1. Source: ['Y:\\Rev\\Cautious Hero Final\\Cautious Hero - s01e01 - Ember [BD] + OCRD - This Hero Is Too Cautious.mkv', 'Z:\\Anime Backups\\Cautious Hero\\Mad le Zisell\\[Mad le Zisell] Shinchou Yuusha - Kono Yuusha ga Ore Tueee Kuse ni Shinchou Sugiru - 01 [720p].mks']
Destination: Y:\Rev\v\Cautious Hero - s01e01 - Ember [BD] + OCRD - This Hero Is Too Cautious.mkv
+ Structure looks Ok.

gray or in any case not of the colors used to signal if everything is OK or not. The command turns gray and the result of the command turns green / yellow / red based on the result (Structure looks Ok. green).

akai10tsuki commented 3 years ago

Hi,

Originally those buttons were for me that is why is so verbose. It is as you say for debugging purposes. The buttons were hidden for the users and manually enabled.

When checking I go in stages like:

  1. check the command to have a sound structure if not just stop this will be really the no check there is no IO

  2. check the number of files match. Here the IO starts but I only read the directories is relatively fast. And it was what was doing.

  3. then really heavy work

  4. Give options to select 1, 2 or 3

This means select one of the above no checking, check for file number match or just check the first two or three.

Under the hood for me will be option 4. No checking really is no problem at all if you more or less are an experienced user really take the time to understand how the program works. And when I say it may not work is not like the check is needed is more like I don't check user submits the job and then knows there is a problem. Experienced user won't suffer for that. One gets used to check beforehand or really prepare the source files the way the program can work with them without problems. Users that are not that experience in using computers can get discourage and may abandon the idea that the program is useful at all. Once you now what to expect no checking is really the way to go.

Thank you for the time and your input is greatly appreciated. Remember there is a wish list you can suggest changes and additions and hope that I can do them.

I already started working with this and it is a little to interesting. Right now it is not triggering the full check on some occasions and crashing. At least is crashing on me the problem right now is the time I won't be able to do much until after 3 or 4 days.

The output for the analysis make take considerable time I have to workaround the GUI issues if the analysis takes long and there is no output is no good.

VegethB commented 3 years ago

Under the hood for me will be option 4. No checking really is no problem at all if you more or less are an experienced user really take the time to understand how the program works. And when I say it may not work is not like the check is needed is more like I don't check user submits the job and then knows there is a problem. Experienced user won't suffer for that. One gets used to check beforehand or really prepare the source files the way the program can work with them without problems. Users that are not that experience in using computers can get discourage and may abandon the idea that the program is useful at all. Once you now what to expect no checking is really the way to go.
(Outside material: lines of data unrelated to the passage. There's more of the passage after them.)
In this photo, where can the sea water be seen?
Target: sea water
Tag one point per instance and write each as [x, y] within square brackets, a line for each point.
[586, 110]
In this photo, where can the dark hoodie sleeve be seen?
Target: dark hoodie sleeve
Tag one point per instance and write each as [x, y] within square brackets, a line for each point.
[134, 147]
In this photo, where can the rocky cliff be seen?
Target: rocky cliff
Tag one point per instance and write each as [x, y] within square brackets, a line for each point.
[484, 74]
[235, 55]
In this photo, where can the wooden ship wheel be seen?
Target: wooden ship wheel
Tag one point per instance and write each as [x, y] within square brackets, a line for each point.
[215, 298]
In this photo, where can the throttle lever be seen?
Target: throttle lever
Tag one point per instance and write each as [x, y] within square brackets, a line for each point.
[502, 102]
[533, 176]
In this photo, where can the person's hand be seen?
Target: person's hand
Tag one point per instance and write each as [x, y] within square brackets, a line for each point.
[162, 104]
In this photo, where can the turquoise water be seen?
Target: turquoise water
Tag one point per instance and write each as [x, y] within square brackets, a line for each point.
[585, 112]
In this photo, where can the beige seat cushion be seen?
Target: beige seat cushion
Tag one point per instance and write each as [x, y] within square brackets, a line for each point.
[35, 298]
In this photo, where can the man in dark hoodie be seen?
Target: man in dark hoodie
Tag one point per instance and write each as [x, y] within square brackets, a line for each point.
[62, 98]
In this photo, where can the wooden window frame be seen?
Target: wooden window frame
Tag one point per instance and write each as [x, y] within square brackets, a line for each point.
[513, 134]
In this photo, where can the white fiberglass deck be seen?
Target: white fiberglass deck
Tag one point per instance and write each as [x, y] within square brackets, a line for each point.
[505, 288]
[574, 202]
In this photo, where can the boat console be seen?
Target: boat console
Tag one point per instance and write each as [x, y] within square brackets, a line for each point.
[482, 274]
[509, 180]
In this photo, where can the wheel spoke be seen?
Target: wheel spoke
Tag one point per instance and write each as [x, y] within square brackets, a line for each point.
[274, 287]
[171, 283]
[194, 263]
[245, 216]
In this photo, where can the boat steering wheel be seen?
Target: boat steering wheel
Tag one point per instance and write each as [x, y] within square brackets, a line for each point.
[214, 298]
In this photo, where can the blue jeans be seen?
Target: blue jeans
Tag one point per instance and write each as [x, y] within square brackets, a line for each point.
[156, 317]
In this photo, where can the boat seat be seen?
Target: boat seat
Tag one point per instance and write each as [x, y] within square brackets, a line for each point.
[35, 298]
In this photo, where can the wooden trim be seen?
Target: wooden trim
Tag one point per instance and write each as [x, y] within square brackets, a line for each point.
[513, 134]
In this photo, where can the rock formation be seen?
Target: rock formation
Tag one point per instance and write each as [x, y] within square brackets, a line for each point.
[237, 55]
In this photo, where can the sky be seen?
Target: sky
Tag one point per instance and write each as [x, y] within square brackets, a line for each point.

Ah ... ok then you should just put the settings override switch (so the expert user will know that he is disabling the analysis).

Remember there is a wish list

🤔 Where is it? The github "discussions" page is not there. The projects page is empty and in the issues there is nothing open that means "wish list".

Surely it's me (I'm always getting lost on these things) but I can't find the wish list.

Thank you for the time and your input is greatly appreciated

I thank you for sharing this life-saving program with the web. Usually these tools are only ever immense and incomprehensible command lines. If it weren't for this software I would have given up making mkv muxes.

akai10tsuki commented 5 months ago

Closing old issues if still using new version and the problem persist please reopen.